Светлый фон

Мизюка как будто внезапно прорвало. Он все говорил и говорил о выпавших на их долю тяжких житейских испытаниях, о незаменимости взаимной выручки, о беспощадной жестокости военного времени, о каком-то человеческом долге по отношению к какой-то земле…

Судя по всему, директор и сам еще толком не знал, как ловчее выкрутиться им из беды, и потому он словно бы отгораживался от нее, прятался за разными, быть может, и справедливыми словами в надежде, что вот-вот придет ему в голову какое-то, пускай и ускользающее от него пока, но тем не менее существующее на свете спасительное решение, способное раз и навсегда оградить вдоволь хлебнувших лиха детдомовских ребятишек от торжествующего вокруг насилия и бесконечно творящегося в мире зла. Но такого всеобъемлющего решения у согбенно приткнувшегося к обшарпанному кухонному столу и как бы вдруг постаревшего на добрый десяток лет Мизюка, по всей вероятности, никак не находилось.

Вид у директора был совсем неважный. Лицо казалось изможденным, в свете керосиновой лампы — изжелта-белым; шершавые щеки ввалились: под напряженно сощуренными глазами припухли морщинистые мешки, а от подернутых пленочкой жара, синеватых губ пролегли к остро выпершему и плохо бритому подбородку глубоко прорезанные бороздки.

Но все же складно говорил Юрий Николаевич, проникновенно. Негромкий голос его звучал порою требовательно, порой просительно, жалостливо, а то и вроде бы даже со слезой. И взрослые, и ребята слушали Мизюка внимательно. Обе воспитательницы вместе с Ритой Федоровной у посудного шкафчика жались друг к дружке. Тетя Фрося возле них загорюнилась, голову рукой подперла. Завхоз Вегеринский в забывчивости грудь свою под расстегнутой рубахой щупал — томно ему, видать, было. Никто из мальчишек не встревал с шуточками, не вертелся в нетерпении.
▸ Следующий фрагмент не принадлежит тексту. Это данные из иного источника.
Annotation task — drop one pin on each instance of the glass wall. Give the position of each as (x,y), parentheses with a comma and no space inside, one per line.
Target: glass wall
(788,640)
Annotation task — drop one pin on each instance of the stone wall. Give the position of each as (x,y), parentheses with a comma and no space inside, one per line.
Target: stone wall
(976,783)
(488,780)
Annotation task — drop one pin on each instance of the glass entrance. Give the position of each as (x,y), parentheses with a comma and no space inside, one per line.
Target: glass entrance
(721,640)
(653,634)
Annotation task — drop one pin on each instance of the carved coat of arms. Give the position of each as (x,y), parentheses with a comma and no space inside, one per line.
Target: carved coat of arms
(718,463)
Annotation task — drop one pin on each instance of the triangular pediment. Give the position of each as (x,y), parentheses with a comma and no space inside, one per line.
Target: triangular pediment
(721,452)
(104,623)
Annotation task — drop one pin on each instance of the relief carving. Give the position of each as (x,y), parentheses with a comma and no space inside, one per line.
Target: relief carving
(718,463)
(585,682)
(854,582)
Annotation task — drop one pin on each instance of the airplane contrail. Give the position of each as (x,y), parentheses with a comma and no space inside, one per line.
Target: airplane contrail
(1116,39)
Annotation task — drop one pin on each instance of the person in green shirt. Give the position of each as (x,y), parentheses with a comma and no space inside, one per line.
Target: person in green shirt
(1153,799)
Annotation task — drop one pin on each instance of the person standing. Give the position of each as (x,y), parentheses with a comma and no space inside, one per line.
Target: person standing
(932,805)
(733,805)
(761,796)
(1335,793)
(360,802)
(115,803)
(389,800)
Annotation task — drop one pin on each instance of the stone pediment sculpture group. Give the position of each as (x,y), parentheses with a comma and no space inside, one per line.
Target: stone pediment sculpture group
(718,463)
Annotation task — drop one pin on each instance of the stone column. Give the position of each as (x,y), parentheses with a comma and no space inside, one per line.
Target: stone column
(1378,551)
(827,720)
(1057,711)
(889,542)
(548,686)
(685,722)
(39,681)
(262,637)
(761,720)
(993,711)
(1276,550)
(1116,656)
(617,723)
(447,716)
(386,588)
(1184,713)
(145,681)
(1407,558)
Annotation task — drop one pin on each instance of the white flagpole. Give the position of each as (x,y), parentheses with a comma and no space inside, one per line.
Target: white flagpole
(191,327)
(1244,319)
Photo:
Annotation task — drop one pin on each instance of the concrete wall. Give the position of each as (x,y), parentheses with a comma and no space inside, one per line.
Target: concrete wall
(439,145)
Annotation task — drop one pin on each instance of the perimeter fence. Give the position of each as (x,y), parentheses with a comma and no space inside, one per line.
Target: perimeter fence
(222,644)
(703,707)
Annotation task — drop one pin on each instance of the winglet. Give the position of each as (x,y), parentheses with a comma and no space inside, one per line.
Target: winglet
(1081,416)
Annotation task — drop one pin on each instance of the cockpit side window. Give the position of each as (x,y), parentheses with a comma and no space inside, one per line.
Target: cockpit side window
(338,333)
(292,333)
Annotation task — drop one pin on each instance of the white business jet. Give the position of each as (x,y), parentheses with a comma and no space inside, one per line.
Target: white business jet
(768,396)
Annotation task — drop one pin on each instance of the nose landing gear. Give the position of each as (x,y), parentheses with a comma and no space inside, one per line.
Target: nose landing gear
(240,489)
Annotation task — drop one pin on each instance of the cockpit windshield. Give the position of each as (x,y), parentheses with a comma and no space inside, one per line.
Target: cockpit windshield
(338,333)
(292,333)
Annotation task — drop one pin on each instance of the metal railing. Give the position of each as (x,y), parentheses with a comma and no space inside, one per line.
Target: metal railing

И девчонки не шушукались, как обычно, понимая, наверное, всю ответственность момента и трудность создавшегося положения.

А вот Славка Комов как ни старался, не мог вникнуть в смысл прочувственной директорской речи. В мозгу у парнишки будто все перемешалось, расплылось. И произносимые Юрием Николаевичем, в общем-то, правильные, должно быть, и необходимые теперь слова, не затрагивая Славкиного сознания, утекали куда-то мимо, свергались в какую-то туманную, запечными сверчками пронзительно тюрлюкающую в мальчишкиных ушах провальную пустынь.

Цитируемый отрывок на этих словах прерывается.